Una planta no tiene dificultades de aclimatación cuando le son congeniales las condiciones en las que es cultivada. Pero quienes buscamos cultivar una cultura democrática en América Latina debemos reconocer que las condiciones para ella son, en general, más bien adversas.
La primera y tal vez más crítica de estas condiciones adversas radica en la actitud de la mayoría de nosotros hacia “el otro”, casi cualquier “otro”. Muchos, muchísimos de nosotros pretendemos gozar de algún tipo de superioridad, y creemos que ésta justifica el que despreciemos a los demás. Puede ser una pretendida superioridad racial, de alcurnia, de color de la piel, religiosa, ideológica, generacional o educativa. Con enorme frecuencia es la pretendida superioridad del hombre sobre la mujer. A veces es explícita, como cuando usamos los términos “negro”, “indio” o “cholo” como insultos. En otros casos, la presunción de superioridad e inferioridad es menos consciente, como cuando una madre quiere que su hija sirva a sus hermanos varones.

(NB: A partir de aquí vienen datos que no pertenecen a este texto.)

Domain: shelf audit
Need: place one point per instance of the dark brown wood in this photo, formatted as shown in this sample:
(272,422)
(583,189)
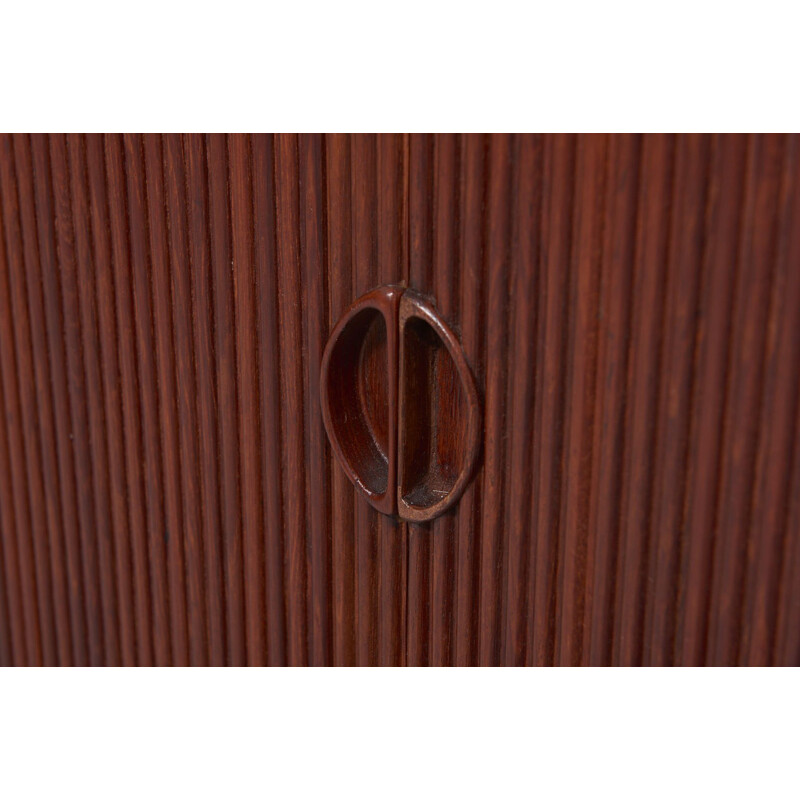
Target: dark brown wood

Esa presunción de que algunos somos “superiores” es arena agreste para el cultivo de la democracia. La esencia de ésta radica más bien, como lo entendió Alexis de Tocqueville, en que los unos nos veamos a los otros como iguales: sobre todo iguales en derechos, y especialmente en el derecho al respeto.
Para que nuestras realidades tanto individuales como sociales se vuelvan más propicias para el cultivo de una cultura democrática, necesitamos, primero, tomar consciencia, para que nuestros esquemas mentales –todos ellos- sean cada vez menos inconscientes; segundo, requerimos el cuestionamiento ético de si esos esquemas están bien o están mal, que pasa por la clarificación de los valores en función de los cuales formularemos ese juicio; y tercero, si concluimos que nuestras creencias y actitudes no están bien, debemos modificarlas por consciente decisión.
Invito a que tomemos consciencia de que, con inmensa frecuencia, nos tratamos mutuamente con cavernario irrespeto. Luego invito a que juzguemos ese ampliamente generalizado irrespeto: ¿Está bien? ¿Es moralmente defendible? Podemos comprender que, para muchos, el irrespeto hacia otros sea un reconfortante mecanismo de compensación, una fácil manera de sentirse mejor y menos responsable frente a los malestares y las frustraciones de la vida. Puede ser comprendido. Pero no es aceptable.